Deep learning at scale with H2O

In previous sections, we covered neural networks and deep architectures running on a local computer and we found that neural networks are already highly vectorized but still computationally expensive. There is not much that we can do if we want to make the algorithm more scalable on a desktop computer other than utilizing Theano and GPU computing. So if we want to scale deep learning algorithms more drastically, we will need to find a tool that can run algorithms out-of-core instead of on a local CPU/GPU. H2O is, at this moment, the only open source out-of-core platform that can run deep learning algorithms quickly. It is also cross-platform; besides Python, there are APIs for R, Scala, and Java.

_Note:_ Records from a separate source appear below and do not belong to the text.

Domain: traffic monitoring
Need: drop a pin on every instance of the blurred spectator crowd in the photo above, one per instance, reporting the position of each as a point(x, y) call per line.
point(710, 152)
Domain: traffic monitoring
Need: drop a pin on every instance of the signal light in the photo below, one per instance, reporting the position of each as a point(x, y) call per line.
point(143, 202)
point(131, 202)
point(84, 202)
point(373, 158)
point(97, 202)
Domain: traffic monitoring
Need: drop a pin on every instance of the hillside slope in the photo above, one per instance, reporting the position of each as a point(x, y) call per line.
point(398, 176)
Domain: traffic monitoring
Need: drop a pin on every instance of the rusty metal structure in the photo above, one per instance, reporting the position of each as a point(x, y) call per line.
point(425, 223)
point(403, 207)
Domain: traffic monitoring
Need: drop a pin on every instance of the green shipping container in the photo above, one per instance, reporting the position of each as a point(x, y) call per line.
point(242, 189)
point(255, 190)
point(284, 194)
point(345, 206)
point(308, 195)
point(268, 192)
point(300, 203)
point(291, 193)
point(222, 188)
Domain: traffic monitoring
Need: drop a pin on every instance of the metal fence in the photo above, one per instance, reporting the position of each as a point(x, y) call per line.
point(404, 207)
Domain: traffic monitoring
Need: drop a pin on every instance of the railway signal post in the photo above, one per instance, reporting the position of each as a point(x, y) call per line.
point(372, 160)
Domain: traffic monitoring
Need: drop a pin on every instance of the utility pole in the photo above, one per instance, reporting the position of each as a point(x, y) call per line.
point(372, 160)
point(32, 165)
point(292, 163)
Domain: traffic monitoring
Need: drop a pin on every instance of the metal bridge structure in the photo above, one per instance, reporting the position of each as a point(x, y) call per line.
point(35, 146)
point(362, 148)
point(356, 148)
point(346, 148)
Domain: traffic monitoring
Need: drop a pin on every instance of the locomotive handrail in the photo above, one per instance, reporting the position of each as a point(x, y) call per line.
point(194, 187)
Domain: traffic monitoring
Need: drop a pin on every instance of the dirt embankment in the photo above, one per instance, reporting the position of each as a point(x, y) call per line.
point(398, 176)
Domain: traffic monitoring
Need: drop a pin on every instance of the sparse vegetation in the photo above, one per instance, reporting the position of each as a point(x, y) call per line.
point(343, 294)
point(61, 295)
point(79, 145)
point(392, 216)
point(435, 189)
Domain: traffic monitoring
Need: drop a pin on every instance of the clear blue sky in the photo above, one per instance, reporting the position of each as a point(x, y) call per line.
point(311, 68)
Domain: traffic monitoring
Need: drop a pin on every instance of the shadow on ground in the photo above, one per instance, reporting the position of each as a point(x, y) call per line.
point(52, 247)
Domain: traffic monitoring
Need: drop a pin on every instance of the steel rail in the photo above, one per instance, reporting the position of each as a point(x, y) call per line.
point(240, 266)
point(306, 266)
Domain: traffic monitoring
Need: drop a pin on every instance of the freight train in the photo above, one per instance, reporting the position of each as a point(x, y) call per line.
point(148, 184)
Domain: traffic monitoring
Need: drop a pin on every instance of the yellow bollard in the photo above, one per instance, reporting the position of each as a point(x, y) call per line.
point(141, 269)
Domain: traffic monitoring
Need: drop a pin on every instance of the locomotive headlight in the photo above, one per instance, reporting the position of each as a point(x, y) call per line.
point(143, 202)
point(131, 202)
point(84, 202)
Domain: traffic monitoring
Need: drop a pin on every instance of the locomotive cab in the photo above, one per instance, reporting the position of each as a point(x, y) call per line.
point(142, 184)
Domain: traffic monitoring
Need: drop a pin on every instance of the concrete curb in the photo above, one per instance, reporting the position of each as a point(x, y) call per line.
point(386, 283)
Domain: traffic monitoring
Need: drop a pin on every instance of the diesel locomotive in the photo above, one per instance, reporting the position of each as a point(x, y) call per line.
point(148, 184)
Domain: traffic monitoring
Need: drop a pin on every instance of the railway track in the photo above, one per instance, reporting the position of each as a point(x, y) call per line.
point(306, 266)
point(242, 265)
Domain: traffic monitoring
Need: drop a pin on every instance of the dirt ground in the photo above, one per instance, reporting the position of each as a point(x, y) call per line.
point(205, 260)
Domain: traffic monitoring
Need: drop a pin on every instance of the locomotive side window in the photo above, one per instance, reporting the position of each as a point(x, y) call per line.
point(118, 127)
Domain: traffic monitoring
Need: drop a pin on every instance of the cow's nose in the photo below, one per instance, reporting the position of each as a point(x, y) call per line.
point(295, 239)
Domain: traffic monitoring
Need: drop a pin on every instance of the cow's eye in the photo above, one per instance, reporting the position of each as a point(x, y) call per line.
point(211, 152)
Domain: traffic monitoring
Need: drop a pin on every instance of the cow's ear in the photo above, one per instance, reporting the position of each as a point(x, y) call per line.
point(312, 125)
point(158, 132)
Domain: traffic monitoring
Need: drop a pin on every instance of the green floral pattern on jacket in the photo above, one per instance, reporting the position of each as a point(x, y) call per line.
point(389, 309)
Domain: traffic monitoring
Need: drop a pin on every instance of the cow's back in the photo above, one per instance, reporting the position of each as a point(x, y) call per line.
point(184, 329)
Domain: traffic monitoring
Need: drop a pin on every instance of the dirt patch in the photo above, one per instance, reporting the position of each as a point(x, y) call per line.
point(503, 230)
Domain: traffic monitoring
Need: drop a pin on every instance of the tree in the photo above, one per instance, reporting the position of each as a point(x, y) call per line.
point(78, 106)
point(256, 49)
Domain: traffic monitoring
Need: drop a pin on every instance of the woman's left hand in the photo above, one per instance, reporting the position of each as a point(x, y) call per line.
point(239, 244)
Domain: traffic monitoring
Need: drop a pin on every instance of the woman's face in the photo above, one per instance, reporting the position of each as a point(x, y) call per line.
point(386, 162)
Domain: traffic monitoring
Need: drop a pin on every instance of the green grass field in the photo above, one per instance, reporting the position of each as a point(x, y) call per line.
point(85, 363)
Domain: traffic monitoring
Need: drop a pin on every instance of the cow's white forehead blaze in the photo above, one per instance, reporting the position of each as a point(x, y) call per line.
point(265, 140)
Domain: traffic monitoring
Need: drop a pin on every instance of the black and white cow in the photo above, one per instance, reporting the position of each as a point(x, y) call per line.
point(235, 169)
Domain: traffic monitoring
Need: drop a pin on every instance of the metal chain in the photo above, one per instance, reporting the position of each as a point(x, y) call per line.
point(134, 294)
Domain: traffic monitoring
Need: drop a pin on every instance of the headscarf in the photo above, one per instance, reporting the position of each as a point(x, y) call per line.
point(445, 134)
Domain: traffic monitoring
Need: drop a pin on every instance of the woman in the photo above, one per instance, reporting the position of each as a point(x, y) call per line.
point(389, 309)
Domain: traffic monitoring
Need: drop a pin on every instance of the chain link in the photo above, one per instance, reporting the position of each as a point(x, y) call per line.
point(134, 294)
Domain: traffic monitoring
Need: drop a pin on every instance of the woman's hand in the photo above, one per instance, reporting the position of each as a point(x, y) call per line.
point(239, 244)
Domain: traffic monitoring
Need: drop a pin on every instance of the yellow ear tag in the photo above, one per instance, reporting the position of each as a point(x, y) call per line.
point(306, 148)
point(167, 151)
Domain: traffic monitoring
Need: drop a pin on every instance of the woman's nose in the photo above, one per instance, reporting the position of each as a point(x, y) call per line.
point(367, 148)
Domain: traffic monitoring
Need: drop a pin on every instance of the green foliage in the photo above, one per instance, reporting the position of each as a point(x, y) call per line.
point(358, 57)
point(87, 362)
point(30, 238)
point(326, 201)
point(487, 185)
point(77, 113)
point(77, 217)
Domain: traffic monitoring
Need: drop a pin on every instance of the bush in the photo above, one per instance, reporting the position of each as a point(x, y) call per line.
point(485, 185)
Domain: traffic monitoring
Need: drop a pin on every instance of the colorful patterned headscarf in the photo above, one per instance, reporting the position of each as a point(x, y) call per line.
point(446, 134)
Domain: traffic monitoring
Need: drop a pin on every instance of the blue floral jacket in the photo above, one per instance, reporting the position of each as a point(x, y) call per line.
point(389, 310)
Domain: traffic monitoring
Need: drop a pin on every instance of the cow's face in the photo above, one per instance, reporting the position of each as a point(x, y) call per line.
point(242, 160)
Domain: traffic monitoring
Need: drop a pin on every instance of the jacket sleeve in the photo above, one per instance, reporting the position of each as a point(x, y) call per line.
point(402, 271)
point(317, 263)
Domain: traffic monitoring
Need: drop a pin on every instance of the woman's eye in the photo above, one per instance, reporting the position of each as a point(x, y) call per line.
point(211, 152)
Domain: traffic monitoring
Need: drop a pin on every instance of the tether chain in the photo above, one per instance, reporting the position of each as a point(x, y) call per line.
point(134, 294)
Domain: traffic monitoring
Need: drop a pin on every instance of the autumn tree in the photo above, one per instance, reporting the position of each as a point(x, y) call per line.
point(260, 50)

H2O is compiled on a Java-based platform developed for a wide range of data science-related tasks such as datahandling and machine learning. H2O runs on distributed and parallel CPUs in-memory so that data will be stored in the H2O cluster. The H2O platform—as of yet—has applications for General Linear Models (GLM), Random Forests, Gradient Boosting Machines (GBM), K Means, Naive Bayes, Principal Components Analysis, Principal Components Regression, and, of course our main focus for this chapter, Deep Learning.

Great, now we are ready to perform our first H2O out-of-core analysis.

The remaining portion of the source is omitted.